Holz quietschte. Er riskierte einen Blick um die Ecke. Die Eingangstür des Gebäudes war eine massive Holztafel, deren unterer Rand aussah wie abgenagt. Ein Keil Licht fiel auf den Gehweg und verschwand, als die Tür mit einem weiteren Quietschen geschlossen wurde. Er wartete zehn, vielleicht zwanzig Sekunden, dann hinkte er zum Eingang.

Die Tür saß nicht passgenau im Rahmen. Er beugte sich näher heran, konnte aber drinnen nur einen schwachen Lichtschein erkennen. Die Stimmen der Frauen waren nicht mehr zu hören, auch nicht die Gesänge von vorhin.

Greta lag falsch, was ihn betraf. Er war nie mutig gewesen, nicht mal als Junge. Was er tat, fühlte sich jedes Mal wie eine erzwungene Aktion an, die einzige Möglichkeit, die ihm jeweils einfiel.
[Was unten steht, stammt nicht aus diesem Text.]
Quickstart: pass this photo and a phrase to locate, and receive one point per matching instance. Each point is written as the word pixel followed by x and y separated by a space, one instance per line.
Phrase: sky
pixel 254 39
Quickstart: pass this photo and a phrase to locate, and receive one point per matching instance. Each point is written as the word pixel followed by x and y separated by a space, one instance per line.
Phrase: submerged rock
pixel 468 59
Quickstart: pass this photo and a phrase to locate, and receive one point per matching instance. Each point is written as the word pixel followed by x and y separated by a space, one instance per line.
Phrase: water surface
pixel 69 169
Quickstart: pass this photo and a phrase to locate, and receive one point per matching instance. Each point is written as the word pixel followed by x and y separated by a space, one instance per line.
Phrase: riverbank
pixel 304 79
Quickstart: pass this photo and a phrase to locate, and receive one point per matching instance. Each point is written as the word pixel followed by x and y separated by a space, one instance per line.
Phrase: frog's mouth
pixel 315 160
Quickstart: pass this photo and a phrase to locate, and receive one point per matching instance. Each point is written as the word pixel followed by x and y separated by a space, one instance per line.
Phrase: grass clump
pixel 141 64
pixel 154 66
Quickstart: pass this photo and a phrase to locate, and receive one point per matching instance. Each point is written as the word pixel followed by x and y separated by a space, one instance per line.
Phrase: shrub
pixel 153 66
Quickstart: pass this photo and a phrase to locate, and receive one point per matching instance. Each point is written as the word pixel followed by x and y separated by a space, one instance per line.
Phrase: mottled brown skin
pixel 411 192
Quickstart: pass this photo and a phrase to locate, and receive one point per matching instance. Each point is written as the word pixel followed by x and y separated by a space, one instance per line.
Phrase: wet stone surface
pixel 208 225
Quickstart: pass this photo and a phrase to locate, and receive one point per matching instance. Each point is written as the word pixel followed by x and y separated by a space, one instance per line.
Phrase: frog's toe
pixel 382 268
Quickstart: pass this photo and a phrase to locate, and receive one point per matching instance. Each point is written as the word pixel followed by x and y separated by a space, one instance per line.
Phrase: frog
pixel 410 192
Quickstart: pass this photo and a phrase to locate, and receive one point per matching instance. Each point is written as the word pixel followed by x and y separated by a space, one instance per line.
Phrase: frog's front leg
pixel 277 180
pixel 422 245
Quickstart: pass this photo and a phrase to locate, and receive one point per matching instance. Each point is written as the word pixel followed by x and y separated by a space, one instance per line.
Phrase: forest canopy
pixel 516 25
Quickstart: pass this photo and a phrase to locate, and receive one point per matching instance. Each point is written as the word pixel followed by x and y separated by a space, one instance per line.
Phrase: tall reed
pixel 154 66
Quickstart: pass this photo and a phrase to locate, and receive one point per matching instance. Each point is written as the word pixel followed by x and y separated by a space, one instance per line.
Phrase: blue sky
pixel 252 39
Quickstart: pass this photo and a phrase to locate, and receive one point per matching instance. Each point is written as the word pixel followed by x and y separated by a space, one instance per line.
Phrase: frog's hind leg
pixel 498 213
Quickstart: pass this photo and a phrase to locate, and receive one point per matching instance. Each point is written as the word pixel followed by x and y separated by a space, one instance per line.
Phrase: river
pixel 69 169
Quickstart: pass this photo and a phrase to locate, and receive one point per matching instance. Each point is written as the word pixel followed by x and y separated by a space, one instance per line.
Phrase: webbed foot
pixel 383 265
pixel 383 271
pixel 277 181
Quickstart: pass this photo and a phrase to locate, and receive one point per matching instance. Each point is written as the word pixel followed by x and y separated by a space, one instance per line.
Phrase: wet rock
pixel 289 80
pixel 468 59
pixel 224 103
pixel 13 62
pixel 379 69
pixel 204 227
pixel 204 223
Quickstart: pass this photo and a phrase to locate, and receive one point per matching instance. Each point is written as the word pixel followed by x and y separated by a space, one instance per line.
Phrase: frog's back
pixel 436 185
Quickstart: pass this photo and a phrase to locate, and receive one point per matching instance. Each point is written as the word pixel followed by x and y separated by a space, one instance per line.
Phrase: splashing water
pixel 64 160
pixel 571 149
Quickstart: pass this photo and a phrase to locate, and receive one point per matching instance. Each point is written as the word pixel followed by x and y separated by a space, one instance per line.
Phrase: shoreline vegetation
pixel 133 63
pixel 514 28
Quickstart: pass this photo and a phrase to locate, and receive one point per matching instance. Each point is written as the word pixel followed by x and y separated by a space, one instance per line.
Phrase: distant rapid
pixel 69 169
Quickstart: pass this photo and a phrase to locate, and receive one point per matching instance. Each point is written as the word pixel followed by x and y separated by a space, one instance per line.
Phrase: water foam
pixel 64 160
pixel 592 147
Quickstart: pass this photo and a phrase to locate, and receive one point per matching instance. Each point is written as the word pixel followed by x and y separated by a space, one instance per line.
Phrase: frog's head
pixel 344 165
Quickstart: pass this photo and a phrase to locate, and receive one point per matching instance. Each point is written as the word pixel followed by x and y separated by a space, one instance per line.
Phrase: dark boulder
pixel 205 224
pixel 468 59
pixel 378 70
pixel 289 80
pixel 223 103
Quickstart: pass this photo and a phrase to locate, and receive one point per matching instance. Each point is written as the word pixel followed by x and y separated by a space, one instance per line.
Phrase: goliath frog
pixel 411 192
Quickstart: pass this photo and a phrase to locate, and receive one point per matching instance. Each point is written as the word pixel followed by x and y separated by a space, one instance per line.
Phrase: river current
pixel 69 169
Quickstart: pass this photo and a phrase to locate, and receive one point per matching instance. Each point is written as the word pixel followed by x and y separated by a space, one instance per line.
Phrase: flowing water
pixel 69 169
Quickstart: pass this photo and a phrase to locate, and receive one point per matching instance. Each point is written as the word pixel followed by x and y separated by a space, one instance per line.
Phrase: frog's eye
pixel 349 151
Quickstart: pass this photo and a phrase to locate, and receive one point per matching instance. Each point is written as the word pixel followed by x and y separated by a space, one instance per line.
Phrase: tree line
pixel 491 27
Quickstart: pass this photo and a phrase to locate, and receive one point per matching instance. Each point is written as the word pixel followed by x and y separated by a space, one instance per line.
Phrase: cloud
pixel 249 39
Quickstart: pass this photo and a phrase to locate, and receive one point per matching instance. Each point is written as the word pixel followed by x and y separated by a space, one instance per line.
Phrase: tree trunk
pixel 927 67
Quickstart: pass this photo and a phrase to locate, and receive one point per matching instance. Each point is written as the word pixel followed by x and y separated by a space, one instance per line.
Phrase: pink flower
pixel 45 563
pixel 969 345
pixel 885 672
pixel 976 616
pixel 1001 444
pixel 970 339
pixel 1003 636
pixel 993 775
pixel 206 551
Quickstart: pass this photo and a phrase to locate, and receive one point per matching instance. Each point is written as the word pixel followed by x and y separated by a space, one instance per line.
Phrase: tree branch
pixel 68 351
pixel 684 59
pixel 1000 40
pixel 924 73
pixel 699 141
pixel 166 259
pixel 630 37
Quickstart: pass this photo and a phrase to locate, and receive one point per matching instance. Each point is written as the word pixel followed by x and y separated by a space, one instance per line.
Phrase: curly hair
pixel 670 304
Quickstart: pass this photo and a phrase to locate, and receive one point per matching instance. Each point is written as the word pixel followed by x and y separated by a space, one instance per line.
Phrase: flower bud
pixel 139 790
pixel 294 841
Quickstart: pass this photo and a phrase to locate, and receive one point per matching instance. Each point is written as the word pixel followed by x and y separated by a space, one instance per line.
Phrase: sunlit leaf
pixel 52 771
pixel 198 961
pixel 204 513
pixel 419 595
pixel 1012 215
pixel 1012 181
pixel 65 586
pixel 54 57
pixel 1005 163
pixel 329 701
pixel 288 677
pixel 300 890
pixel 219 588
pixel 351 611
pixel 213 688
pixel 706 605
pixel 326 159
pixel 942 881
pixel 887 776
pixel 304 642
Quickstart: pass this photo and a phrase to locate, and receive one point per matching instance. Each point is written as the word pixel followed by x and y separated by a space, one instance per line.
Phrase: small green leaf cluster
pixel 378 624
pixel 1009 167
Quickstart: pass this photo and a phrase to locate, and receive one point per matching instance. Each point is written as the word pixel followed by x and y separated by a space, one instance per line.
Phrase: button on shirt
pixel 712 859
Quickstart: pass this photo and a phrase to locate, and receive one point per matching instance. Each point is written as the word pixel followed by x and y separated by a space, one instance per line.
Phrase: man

Und da war er nun wieder, schlich im Dunklen herum und spielte Monsterdetektiv.

Er legte eine Handfläche auf die Tür und schob.

Der Hausflur wurde nur von einer elektrischen Laterne erhellt, die auf dem Fußboden stand. An der einen Wand schimmerten eine Reihe von Hausbriefkästen aus Metall, von denen manche offen standen wie schwarze Mäuler: Aale, die zwischen den Felsen lauerten. Früher hatte einmal eine Tür das Treppenhaus bewacht, aber sie war ausgehängt worden und lag auf dem müllübersäten Boden.

Er hatte gerade drei Schritte in den Hausflur gemacht, als eine Gestalt die Treppe herunterkam: die kleine Frau in dem Kopftuchpulli. Ihr blieb vor Verblüffung der pinke Mund offen stehen. Sie starrten einander eine halbe Ewigkeit lang an, doch es konnte nur ein Moment gewesen sein. Dann kniff sie die Augen zusammen und riss ihren rechten Arm hoch. Ihre Hand war voller Metall.

Er warf sich nach hinten gegen die Haustür. Sie ging ein Stück auf, und er purzelte auf den Zement. Die Schwester kam angerannt, die Pistole in der ausgestreckten Hand.

Er krabbelte rückwärts. »Nicht schießen!« Früher, als er jünger gewesen war, wäre er so dumm gewesen, etwas Geistreiches zu sagen.

Die Schwester blieb gleich vor der Tür stehen, ein Umriss vor dem schwachen Leuchten der elektrischen Laterne. Sie richtete die Waffe auf sein Gesicht.

Er stützte sich rückwärts auf Hände und Füße, eine in der Bewegung erstarrte Krabbe.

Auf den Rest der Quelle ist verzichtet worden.